Segundo refere o Expresso, “o documento indica que Paulo Fonseca, que está à frente daquela Câmara há sete anos, foi declarado insolvente em agosto de 2014. Em dezembro do ano passado, o Expresso noticiava que Paulo Fonseca estava a tentar um acordo com os seus credores para travar o processo de insolvência pessoal. O acordo foi, na altura, revelado ao Expresso pelo presidente da Distrital de Santarém do PS, António Gameiro, que garantia então que “o processo de insolvência parou” e que por isso “o Ministério Público não pode avançar para a perda de mandato”.”
No entanto o documento consultado pelo jornal, que data de 19 de julho, afirma o oposto.
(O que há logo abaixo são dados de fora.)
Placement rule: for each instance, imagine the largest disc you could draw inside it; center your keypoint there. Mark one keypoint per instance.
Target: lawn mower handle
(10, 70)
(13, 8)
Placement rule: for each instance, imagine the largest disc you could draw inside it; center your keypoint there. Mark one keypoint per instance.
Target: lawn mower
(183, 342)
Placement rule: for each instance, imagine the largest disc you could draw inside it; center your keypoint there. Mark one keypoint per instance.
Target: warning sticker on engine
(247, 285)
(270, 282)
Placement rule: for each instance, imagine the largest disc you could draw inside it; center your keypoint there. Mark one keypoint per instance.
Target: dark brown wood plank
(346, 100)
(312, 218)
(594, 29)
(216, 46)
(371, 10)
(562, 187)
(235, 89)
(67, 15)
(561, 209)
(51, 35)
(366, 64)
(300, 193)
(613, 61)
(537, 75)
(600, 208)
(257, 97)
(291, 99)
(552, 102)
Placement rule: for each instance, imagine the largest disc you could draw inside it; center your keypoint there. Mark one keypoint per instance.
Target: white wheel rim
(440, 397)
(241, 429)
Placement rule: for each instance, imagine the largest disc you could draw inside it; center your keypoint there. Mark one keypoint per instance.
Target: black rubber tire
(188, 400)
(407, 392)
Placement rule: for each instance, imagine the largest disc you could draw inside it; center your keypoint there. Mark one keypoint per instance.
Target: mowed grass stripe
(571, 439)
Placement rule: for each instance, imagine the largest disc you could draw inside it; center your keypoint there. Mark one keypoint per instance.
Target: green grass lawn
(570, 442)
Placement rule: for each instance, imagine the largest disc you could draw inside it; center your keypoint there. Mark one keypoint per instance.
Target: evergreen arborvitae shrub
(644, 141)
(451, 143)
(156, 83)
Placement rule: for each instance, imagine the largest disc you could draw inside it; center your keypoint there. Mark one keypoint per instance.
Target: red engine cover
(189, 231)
Aos contactos realizados pelo semanário, Paulo Fonseca refere que só fala depois das eleições.
Continua em causa uma dívida de 350 mil euros de um negócio em que o associado de Paulo Fonseca se sentiu burlado e despoletou o processo de insolvência. A Lei eleitoral dos órgãos das autarquias locais, no seu artigo 6º, refere que “são inelegíveis para os órgãos das autarquias locais” os “falidos e insolventes, salvo se reabilitados”.